Remember these are bonds, meaning that if they pay out it will be in about 10-30 years. Until that date the value is only what people will pay for them. The banks have too much capitol tied up in these securities and now they can’t sell them. To go house by house and fix it from that end would take months, and then more months to sort through the bonds and give an actual realistic rating on each one. For good or ill, Congress cannot react to any crisis with a plan that will not have results for another six months.

So our economy is so fragile that it needs an immediate trillion dollar infusion to avoid a spiraling collapse? If that is the case why wouldn’t it be better to let it collapse and begin the process of building something more robust?

Doesn’t this perpetuate an economic system that makes us quite vulnerable?

Personally, I find it a little irritating that anyone views a house as some kind of investment. It is a place to live where you get to do what you want. I wish I had a house to “lose” so much money. Instead I pay my landlord what could be my mortgage payment. A house may happen to appreciate while you are living in it, which is a perk. If it depreciates, so what? Forget the silly people who put themselves in debt situations they should not have for a moment. So what if your house loses value? You have no equity? I’m really crying. How much equity would you have if you had rented? Zero, of course. So what you’re saying is that it is a sad situation to have been in a place under your complete control where you pay money out but see no “return”… compared to the alternative, which would be living in a place where you have little control and see no return. This is the real alternative. It has always been available. That it wasn’t chosen when one could afford a house is evidence to me that it doesn’t really matter what the market value of the house is if you plan to live in it. Does it suit you, and can you afford it? Then there you have it. What happens after that is kind of irrelevant.

My friend “lost” twenty thousand dollars when he sold his house. Except of course that it is less than he would have paid if he’d been renting during the time he lived there. He said he was ahead. I agree with him. But then, everyone I know who is right agrees with me.

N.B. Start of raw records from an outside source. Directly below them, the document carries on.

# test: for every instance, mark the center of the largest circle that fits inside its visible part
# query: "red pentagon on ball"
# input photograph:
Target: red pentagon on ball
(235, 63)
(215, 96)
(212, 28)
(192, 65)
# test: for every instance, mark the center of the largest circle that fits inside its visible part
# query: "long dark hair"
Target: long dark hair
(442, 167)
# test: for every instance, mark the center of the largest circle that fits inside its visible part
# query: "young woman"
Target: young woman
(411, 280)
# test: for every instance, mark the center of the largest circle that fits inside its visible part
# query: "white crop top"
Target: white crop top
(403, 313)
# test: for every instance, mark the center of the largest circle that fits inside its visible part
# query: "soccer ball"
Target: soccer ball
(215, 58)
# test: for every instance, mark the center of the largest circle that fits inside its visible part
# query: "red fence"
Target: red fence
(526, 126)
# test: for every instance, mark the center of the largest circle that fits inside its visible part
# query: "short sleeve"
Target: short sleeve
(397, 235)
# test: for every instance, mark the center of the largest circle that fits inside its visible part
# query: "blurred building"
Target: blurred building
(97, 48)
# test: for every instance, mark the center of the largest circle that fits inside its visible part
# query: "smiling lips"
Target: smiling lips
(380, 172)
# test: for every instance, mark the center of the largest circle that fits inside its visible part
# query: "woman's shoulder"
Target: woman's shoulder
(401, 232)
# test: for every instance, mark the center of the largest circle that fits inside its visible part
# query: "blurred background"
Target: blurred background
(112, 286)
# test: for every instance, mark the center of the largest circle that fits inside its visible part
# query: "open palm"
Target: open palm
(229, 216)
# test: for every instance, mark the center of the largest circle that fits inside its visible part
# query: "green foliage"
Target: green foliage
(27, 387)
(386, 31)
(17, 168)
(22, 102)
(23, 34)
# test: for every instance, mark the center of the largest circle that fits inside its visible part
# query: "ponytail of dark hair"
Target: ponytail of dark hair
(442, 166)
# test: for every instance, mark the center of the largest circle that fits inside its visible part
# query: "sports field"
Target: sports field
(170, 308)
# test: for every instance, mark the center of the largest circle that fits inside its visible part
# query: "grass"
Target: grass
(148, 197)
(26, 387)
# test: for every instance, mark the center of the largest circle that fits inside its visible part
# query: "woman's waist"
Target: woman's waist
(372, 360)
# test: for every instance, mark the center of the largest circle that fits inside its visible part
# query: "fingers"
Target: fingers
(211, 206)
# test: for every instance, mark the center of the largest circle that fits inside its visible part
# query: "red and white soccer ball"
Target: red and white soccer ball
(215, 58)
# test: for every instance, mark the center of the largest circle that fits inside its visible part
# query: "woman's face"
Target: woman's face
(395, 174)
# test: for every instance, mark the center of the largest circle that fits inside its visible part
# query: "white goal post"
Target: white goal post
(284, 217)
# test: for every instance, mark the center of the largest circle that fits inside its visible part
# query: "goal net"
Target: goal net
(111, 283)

Ask yourself how much you would have paid in rent to have something close to your house, except the control, and see how much your house would have to “lose”. My grandmother has lived in her house for 30 years. If her house cost her $30,000 to sell she’d still be ahead.

Not when you take property taxes into consideration. You pay 60 thou in property taxes to live there. Wouldn’t you need to recoup that to break even.

I made an emotional post and while I don’t wish to retract it, it is not particularly appropriate for this thread. Neverthelss, here are some numbers.

For a $450,000 house in the tax-wise worst place in Taxachusetts you’re paying $7042.50 in property taxes a year, or about $600 a month. At 20% down on that house you’re looking at approximately $3000 a month, mortgage + taxes. $3000 a month just happens to get you a luxury three bedroom up the street from me (though I don’t live in the tax-wise worst area). Which means that in your eleventh year of paying your mortgage, if your house was only worth $308,000 on the open market, a >30% loss compared to its purchase price, you are just marginally ahead if you sell right then and there “at a loss,” completely ignoring inflation (better for borrowers, though in principle the lender has taken it into account), and all the non-monetary benefits of owning a house. Assuming that you flipped a coin to decide whether to buy that house or rent that roughly equivalent apartment (which almost surely doesn’t exist in reality), it was a matter of indifference, that’s what it would take to break even.